To put it in the kindest possible light, military brass had vastly underestimated the problem. One out of every five soldiers in Vietnam had logged some time as a junky. As it turned out, soldiers under the age of 21 found it easier to score heroin than to hassle through the military’s alcohol restrictions. The “gateway drug hypothesis” didn’t seem to function overseas. In the United States, the typical progression was assumed to be from “soft” drugs (alcohol, cigarettes, and marijuana) to the “hard” category of cocaine, amphetamine, and heroin. In Vietnam, soldiers who drank heavily almost never used heroin, and the people who used heroin only rarely drank. The mystery of the gateway drug was revealed to be mostly a matter of choice and availability. One way or another, addicts found their way to the gate, and pushed on through.

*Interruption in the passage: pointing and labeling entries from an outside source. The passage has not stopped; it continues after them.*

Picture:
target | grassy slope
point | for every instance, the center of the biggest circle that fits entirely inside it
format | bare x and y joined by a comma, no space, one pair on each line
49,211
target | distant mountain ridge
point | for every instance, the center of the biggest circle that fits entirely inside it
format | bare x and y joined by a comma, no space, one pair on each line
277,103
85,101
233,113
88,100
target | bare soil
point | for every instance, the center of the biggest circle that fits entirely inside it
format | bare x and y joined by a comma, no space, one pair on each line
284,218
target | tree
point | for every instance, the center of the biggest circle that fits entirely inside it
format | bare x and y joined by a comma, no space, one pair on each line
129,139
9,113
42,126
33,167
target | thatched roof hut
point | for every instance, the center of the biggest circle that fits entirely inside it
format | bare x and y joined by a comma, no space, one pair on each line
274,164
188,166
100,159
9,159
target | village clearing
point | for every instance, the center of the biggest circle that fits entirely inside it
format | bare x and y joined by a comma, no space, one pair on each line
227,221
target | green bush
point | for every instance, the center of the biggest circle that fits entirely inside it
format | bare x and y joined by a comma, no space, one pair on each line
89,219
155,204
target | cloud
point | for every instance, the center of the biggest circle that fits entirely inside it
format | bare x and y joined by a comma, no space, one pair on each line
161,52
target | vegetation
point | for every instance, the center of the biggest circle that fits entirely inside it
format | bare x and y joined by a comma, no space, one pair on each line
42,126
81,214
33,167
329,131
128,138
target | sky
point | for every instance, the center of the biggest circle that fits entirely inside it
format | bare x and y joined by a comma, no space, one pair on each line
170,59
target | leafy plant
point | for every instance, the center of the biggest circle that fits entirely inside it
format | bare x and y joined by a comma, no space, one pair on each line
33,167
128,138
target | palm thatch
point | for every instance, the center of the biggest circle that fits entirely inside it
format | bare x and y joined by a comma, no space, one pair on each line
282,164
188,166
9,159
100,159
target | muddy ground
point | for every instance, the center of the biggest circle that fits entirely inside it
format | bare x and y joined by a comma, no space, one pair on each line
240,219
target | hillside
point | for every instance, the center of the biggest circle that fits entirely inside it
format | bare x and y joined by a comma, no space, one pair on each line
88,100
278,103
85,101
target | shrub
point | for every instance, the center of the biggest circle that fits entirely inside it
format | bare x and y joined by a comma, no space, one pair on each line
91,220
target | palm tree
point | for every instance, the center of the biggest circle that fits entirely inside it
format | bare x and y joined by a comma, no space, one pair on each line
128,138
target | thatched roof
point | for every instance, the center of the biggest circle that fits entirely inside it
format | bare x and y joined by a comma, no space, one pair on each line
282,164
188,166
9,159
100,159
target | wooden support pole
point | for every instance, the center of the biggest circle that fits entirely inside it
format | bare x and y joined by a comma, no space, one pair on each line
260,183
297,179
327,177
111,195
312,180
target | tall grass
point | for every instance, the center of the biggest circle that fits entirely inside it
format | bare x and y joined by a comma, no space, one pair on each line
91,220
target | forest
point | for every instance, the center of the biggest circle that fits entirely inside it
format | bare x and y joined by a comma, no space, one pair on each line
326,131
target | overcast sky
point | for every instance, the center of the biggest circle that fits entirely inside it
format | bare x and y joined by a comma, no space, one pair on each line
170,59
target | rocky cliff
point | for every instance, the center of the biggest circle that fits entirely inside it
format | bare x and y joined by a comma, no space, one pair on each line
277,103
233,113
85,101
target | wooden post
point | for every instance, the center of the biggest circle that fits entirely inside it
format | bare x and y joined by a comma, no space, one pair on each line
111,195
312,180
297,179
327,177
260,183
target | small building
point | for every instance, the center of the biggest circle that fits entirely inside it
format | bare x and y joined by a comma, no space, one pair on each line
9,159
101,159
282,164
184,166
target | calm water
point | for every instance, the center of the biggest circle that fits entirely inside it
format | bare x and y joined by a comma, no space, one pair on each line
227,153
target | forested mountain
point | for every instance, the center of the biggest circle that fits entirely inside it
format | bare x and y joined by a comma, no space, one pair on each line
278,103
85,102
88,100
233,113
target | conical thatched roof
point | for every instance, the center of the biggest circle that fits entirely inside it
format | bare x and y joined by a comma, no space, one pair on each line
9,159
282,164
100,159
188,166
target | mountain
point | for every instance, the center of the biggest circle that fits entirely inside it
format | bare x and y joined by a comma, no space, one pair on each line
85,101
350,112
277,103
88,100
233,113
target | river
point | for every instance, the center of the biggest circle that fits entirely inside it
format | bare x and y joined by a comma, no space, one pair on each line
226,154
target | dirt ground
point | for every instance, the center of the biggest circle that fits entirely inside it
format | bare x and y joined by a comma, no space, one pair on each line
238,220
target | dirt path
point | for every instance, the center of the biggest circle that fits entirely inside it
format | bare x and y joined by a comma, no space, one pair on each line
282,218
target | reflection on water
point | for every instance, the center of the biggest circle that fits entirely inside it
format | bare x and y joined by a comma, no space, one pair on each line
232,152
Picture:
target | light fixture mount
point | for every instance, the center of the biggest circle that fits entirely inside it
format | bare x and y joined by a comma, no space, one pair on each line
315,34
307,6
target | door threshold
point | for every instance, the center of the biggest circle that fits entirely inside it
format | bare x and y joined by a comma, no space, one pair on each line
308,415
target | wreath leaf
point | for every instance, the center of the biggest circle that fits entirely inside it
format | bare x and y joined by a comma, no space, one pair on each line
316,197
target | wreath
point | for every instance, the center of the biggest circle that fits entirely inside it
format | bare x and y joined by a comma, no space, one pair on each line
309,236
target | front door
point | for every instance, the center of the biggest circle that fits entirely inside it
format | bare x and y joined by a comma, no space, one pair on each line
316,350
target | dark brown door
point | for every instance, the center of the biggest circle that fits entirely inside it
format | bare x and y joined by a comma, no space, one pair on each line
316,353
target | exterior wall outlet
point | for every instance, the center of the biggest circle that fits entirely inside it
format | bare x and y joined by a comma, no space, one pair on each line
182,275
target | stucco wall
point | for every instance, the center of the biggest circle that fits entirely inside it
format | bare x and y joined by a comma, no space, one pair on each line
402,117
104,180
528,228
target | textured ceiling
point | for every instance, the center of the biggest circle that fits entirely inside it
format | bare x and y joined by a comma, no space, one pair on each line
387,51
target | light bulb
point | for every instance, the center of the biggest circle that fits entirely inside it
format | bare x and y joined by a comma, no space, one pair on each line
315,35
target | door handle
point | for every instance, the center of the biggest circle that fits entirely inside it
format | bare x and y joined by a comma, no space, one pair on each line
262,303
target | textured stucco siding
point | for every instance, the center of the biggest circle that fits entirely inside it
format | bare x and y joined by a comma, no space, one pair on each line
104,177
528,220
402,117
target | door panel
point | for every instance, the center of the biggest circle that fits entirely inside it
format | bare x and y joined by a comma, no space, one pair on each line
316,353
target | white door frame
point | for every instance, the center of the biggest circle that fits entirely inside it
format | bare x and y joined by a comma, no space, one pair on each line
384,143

“Perhaps our most remarkable finding,” Robins later noted, “was that only 5% of the men who became addicted in Vietnam relapsed within 10 months after return, and only 12% relapsed even briefly within three years.” What accounted for this surprisingly high recovery rate from heroin, thought to be the most addictive drug of all? As is turned out, treatment and/or institutional rehabilitation didn’t make the difference: Heroin addiction treatment was close to nonexistent in the 1970s, anyway. “Most Vietnam addicts were not even detoxified while in service, and only a tiny percentage were treated after return,” Robins reported. It wasn’t solely a matter of easier access, either, since roughly half of those addicted in Vietnam had tried smack at least once after returning home. But very few of them stayed permanently readdicted.
Any way you looked at it, too many soldiers had become addicted, many more than the military brass had predicted. But somehow, the bulk of addicted soldiers toughed their way through it, without formal intervention, after they got home. Most of them kicked the habit. Even the good news, then, took some getting used to. The Robins Study painted a picture of a majority of soldiers kicking it on their own, without formal intervention. For some of them, kicking wasn’t even an issue. They could “chip” the drug at will—they could take it or leave it. And when they came home, they decided to leave it.
However, there was that other cohort, that 5 to 12 per cent of the servicemen in the study, for whom it did not go that way at all. This group of former users could not seem to shake it, except with great difficulty. And when they did, they had a very strong tendency to relapse. Frequently, they could not shake it at all, and rarely could they shake it for good and forever. Readers old enough to remember Vietnam may have seen them at one time or another over the years, on the streets of American cities large and small. Until quite recently, only very seriously addicted people who happened to conflict with the law ended up in non-voluntary treatment programs.
The Robins Study sparked an aggressive public relations debate in the military. Almost half of America’s fighting men in Vietnam had evidently tried opium or heroin at least once, but if the Robins numbers were representative of the population at large, then relatively few people who tried opium or heroin faced any serious risk of long-term addiction. A relative small number of users were not so fortunate, as Robins noted. What was the difference?
Quotes from: Robins, Lee N. (1994). “Lessons from the Vietnam Heroin Experience.” Harvard Mental Health Letter. December.